Mean plasma concentration–time curves of Hederasaponin B after (A) intragastric administration of 25 mg/kg and (B) intravenous administration of 2 mg/kg to rats.

Table 4

Main pharmacokinetic parameters of hederasaponin B after intragastric administration of 25 mg/kg and intravenous administration of 2 mg/kg to rats (mean ± SD, n = 5).

Parameters	25 mg/kg(ig)	2 mg/kg(iv)
Cmax(ng/ml)	35.088 ± 14.244	2720.683 ± 416.196
AUC0→t	255.163 ± 154.091	8342.153 ± 2523.868
AUC0→∞	264.969 ± 152.538	8586.263 ± 2717.299
t1/2	7.683 ± 1.383	2.135 ± 0.354
Tmax	0.633 ± 0.774	0.083 ± 0

Results showed that hederasaponin B was absorbed very quickly after intragastric administration, which reached the peak concentration (Tmax) at 0.633 h. Then, the concentration went down with an elimination half time (t1/2) of 7.683 h, but at about 5 h, a double-peak phenomenon and “absorption window” were observed. This phenomenon was similar to some other saponins [21], [22]. It is acceptable that drug absorption may be affected by membrane permeability, presystemic metabolism, along the gastrointestinal tract, enterohepatic circulation and variable gastric emptying [23], [24]. Therefore, further studies should be carried out to ascertain whether this phenomenon is related to enterohepatic circulation or other mechanisms.
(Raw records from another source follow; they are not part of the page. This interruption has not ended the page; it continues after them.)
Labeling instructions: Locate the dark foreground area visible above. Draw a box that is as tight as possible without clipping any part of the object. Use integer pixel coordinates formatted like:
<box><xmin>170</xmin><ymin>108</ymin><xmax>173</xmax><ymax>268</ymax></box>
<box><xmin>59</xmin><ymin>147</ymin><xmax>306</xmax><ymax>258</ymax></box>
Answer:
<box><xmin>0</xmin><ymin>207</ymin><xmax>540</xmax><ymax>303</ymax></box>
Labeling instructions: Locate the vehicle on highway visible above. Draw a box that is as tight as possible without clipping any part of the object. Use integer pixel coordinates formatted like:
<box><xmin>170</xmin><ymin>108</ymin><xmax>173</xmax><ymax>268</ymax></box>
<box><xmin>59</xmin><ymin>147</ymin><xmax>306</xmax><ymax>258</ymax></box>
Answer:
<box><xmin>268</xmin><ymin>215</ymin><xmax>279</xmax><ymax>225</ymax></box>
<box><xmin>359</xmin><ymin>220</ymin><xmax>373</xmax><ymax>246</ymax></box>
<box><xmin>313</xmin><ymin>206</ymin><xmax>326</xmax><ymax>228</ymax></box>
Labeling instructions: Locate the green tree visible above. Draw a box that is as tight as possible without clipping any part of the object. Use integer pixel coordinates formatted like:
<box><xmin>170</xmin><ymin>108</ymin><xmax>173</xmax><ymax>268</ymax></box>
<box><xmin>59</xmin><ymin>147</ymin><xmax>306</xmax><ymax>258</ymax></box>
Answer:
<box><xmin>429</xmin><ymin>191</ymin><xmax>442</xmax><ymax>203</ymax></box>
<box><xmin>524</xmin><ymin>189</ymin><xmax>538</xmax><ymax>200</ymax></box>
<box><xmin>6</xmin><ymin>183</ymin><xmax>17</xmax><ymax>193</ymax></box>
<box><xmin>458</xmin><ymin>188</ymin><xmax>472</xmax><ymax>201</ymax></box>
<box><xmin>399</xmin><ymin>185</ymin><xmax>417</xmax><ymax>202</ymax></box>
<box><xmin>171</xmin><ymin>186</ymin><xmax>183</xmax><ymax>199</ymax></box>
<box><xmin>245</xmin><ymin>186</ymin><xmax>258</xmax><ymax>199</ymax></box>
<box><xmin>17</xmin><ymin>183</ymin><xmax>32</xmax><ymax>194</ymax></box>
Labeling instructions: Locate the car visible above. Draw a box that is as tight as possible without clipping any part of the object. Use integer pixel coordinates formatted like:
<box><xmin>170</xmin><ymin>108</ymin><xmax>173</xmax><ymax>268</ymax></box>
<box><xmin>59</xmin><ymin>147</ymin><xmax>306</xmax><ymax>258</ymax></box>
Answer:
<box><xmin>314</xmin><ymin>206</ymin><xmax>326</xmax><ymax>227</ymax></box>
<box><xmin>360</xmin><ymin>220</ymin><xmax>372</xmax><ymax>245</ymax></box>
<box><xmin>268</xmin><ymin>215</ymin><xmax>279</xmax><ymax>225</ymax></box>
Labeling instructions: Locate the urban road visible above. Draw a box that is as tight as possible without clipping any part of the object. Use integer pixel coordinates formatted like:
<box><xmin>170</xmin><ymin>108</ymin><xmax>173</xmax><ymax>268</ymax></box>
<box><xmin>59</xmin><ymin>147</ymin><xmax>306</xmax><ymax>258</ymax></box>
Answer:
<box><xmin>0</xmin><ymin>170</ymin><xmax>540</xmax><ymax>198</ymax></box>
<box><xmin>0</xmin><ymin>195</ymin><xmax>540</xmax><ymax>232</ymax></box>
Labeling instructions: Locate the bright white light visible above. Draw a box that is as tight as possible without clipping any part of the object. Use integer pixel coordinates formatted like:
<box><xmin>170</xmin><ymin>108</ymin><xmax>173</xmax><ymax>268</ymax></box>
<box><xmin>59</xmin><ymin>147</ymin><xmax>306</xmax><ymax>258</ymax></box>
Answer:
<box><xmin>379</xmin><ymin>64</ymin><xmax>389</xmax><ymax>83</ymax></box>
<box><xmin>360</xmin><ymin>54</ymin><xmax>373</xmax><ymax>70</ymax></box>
The absolute bioavailability is one of the most significant pharmacokinetic parameter for a drug because it is a good indicator for delivery capability of the drug to systemic circulation. The absolute bioavailability (F) is presented as: F = (AUCig × Div)/(AUCiv × Dig) × 100%. However, similar to other saponins, hederasaponin B showed very low oral bioavailability, only about 0.24 ± 0.49%, which likely resulted from extensive metabolism in the gastrointestinal tract and the poor intestinal absorption [25], [26]. Thus, further studies of distribution, metabolism, and excretion of hederasaponin B need to be investigated. In addition, as mentioned above, oral bioavailability of hederasaponin B was very low, and its concentration in blood after intravenous injection reduced rapidly. It indicated that current oral administration and even intravenous injection, are not very appropriate, and formula modification is necessary.

Conclusion

A fast, accurate and sensitive UPLC–MS/MS method was established and validated to quantify the concentration of hederasaponin B in rat plasma for the first time. It had been successfully applied to the preliminary pharmacokinetic study of hederasaponin B after intragastric and intravenous administrations. The absolute bioavailability was calculated to be only about 0.2%. However, it is worth expecting that metabolic profile of hederasaponin B and other related investigation will be continued. Moreover, the present pharmacokinetic research of hederasaponin B will provide also helpful information for the development and reasonable usage of it in the future.